Sunday, August 13, 2006

The Indiscriminate Destruction Forces...or IDF for short: Part II

The third stage of the war can be summed up with one word – posturing. With no military objectives secured on the Israeli side and growing discontent with the conduct of the war both domestically and internationally, the only real gains to be achieved by the IDF were on the public relations level. Hundreds of civilians in Lebanon paid the ultimate price for this posturing. The Israelis advanced ground troops and attempted to conduct some highly publicized operations (like the Baalbek hospital raid) while at the same time holding back media reports of their tactical losses on the ground to Hizballah. The three objectives to be met in this stage were to secure a situation on the ground that would strengthen the Israeli hand in the final UN Resolution – they tried to do this by simultaneously agreeing to send in ground troops to Lebanon and saying they ‘liked’ the shape the resolution was taking; to re-affirm the deterrence capabilities of the Israeli’s technologically superior army both to the Arab world and to their domestic audience; and to prove to the domestic audience in Israel that the strategy they had followed from the beginning of the war had scored both military and political losses on Hizballah and the Lebanese as a whole.

When the dust settles, they will probably have failed in all three. Today the Israeli Foreign Minister announced that a special negotiator will be appointed to handle talks on retrieving the captured soldiers and that a prisoner exchange – maybe involving only those prisoners captured by Israel in this conflict and not the original three – would be arranged. The Israeli population, and indeed the whole world will be asking what the point of the entire assault and the loss and disruption of so many lives will have been for. The war in Iraq and this campaign have dealt a fatal blow to the notion of a superior fighting force embodied by superior technology being able to defeat impassioned insurgency fighters and tactics. There can be no doubt of the damage dealt to the IDF after this war is over, all one needs to do is look at two numbers, the number of rockets fired at Israel on a daily basis since the start of the war, and the Israeli and Lebanese civilian-to-military death ratio.

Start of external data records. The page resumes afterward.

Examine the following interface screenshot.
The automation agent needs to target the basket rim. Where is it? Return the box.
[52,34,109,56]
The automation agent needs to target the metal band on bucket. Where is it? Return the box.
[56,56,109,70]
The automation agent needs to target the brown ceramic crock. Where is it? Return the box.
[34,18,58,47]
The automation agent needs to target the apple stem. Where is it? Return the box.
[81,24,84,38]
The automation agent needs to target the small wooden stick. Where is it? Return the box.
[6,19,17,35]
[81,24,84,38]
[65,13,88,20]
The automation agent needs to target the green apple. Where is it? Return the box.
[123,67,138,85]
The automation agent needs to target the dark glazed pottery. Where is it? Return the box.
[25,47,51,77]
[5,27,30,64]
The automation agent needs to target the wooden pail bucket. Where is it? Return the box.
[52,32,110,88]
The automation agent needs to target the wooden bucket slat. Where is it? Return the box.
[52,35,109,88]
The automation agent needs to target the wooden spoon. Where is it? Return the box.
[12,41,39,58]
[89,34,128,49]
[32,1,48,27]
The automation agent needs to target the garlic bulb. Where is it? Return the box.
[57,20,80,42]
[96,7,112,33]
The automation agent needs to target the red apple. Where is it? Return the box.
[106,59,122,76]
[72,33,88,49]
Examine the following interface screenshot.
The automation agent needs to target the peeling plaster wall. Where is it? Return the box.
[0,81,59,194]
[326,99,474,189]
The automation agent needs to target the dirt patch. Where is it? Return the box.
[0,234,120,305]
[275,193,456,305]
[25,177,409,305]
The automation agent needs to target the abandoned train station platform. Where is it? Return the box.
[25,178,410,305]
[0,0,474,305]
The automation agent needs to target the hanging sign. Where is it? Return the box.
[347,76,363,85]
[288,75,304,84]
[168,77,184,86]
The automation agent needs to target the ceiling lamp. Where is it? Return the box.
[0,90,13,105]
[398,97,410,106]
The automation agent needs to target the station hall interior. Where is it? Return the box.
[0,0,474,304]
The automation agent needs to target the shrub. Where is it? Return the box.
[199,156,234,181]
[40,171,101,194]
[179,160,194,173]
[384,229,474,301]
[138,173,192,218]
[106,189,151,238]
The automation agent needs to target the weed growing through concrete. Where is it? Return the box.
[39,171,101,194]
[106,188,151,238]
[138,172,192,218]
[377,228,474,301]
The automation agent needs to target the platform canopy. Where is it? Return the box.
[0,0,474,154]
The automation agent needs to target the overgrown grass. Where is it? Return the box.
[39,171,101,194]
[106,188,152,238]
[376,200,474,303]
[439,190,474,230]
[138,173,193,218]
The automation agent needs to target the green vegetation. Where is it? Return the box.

While I’ve concentrated on the Israeli side of the conflict for this post, it is worthy to note that the objectives on the Lebanese (not Hizballah but Lebanese) side of the border have never changed. For the Lebanese government this was an opportunity to move against Hizballah’s monopoly on the security of the country and assert itself as the only true representative of the Lebanese people. As the war progressed this goal was immediately put aside as the government sought to secure the safety of its people – something Hizballah had not taken a day’s worth of planning (compared to the 5 months of planning it took for its abduction mission) to do – and begged the international community for its cooperation and aid. Now as the military campaign winds down this objective has risen again and already there are reports today of disruptions in the cabinet meetings over the handling of Hizballah’s weapons in the aftermath of the war. All we can hope for now is that the posturing on the Israeli side will not cause more significant damage to the country and that the plans to be enacted by the government won’t be hijacked by a populace that is sometimes far too eager to turn on itself and one another.

4 comments:

  1. To Jade,
    Very nice article dude!

    A few of my own thoughts:

    My personal experience from this war:
    I served as a combat soldier in the IDF artillery forces. Although our unit didn’t cross the border into Lebanon in this war, we had our share of fighting. The intense heat, the sun burns, the bad food, the lack of sleep, the physical pain caused by lifting, moving and firing thousands of artillery shells, the constant explosions all day and all night, Katyusha rockets falling 300 feet from us, the fear of death, not seeing the wife and kids for weeks… It was better than what I’ve expected from war (mainly because the guys in my unit are great), but still… war looks much better with a bucket of popcorn in your hands…

    Regarding the start of the war:
    I guess a large operation against HA was planned a long time ago. The kidnapping was just the excuse needed by the IDF. Israel saw HA getting stronger on the other side of the border without being restrained by the Lebanese government. Over the last 6 years, from time to time, HA shot with small fire arms like AK-47 at border patrols and fired Katyusha rockets at Israeli towns, but it was always ‘small enough’ not to justify a serious military operation. At some point everybody here felt like ‘enough is enough’. You can pinch a giant for some time, but eventually he will step on your head. Sure, crushing your scull seems like a very inappropriate response to the last pinch…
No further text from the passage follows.